Peacock and bull stories

While our Whatsapp is flooded with forwards about peacocks and their mating habits, and jokes/cartoons related to cows, the humour leaves you troubled. One grim cartoon displayed a mammoth cow seated atop our Parliament building, triggering sadness at what we are doing to our country. The harsher criticism describes telling people what to eat “food fascism” or “dietary profiling”.

But while the peacock farce has been dismissed with the contempt it deserves, the cow debate continues. It was chilling to hear some obscure sadhvi from Rajasthan justifying the lynching in the name of gau raksha . She repeatedly asked on TV, “ Aapne dekha hei, woh kitni berehmi se gau mata ko kattey hei? (Have you seen with what cruelty they cut gau mata ?). She was in no mood to listen to the explanation that the two could not be equated; cattle slaughtered to serve the food habits of people couldn’t be compared to the lynching and murder of people for eating beef.

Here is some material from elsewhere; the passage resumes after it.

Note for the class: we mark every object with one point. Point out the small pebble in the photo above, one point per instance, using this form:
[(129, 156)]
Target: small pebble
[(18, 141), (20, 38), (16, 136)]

Cattle slaughter has been a sensitive issue in India; 18 States have banned the slaughter of cows for long years, but suddenly cow vigilantes have become active, and are displaying frightening rage to hunt down traders and eaters of beef.

The cow is suddenly occupying so much of our mindspace that now the Centre is mulling Aadhaar-like IDs for cows, and Jharkhand has taken an enthusiastic lead here. By April-end, the State had had tagged over 12,000 cows with 12-digit unique identification numbers to “prevent illegal transportation of cattle, improve their milk yield and monitor their health.”

The pain of those who worship the cow as a mother is understandable. But against this segment of society, there are others, in the North Eastern States, or southern States such as Kerala, where cow slaughter is not banned and eating beef is not illegal.

Shameful bullying

The Centre’s latest rules regulating the sale of animals for slaughter has kicked up a huge row as this will adversely affect farmers who sell only cattle which has stopped giving milk, or is too old and infirm for any use. Forget meddling in people’s eating habits, coercing the farmer or making it difficult to sell his livestock that is no longer of any economic use to him will only aggravate the already endangered and fragile farm income systems.

Add to this the shameful bullying that is going on by the cow vigilantes, and it is clear that all is not well in India vis-à-vis the basic freedoms that any civilised country gives its citizens. Take Tamil Nadu, where cow slaughter has been banned from 1976. While in grotesque development, a calf was publicly slaughtered in Kerala to defy the restrictions on the sale of animals for slaughter Tamil Nadu too has protested against the latest missive from the Centre, seen as an indirect ban on the sale of beef.

Students at Madras IIT, never considered an activists’ hotspot like the JNU, held a “beef festival”, and one of the participants was attacked and attained a grievous eye injury. Interestingly, the cow slaughter ban in Tamil Nadu had been introduced when the State was under President’s rule, but not for religious reasons. It was done on complaints that slaughtering cows and calves was affecting rural economy and impacting milk production, and “reducing the availability of breeding stock for upgradation of milch animals”.

As we debate cows and peacocks, economic growth, job creation, and so on have been forgotten.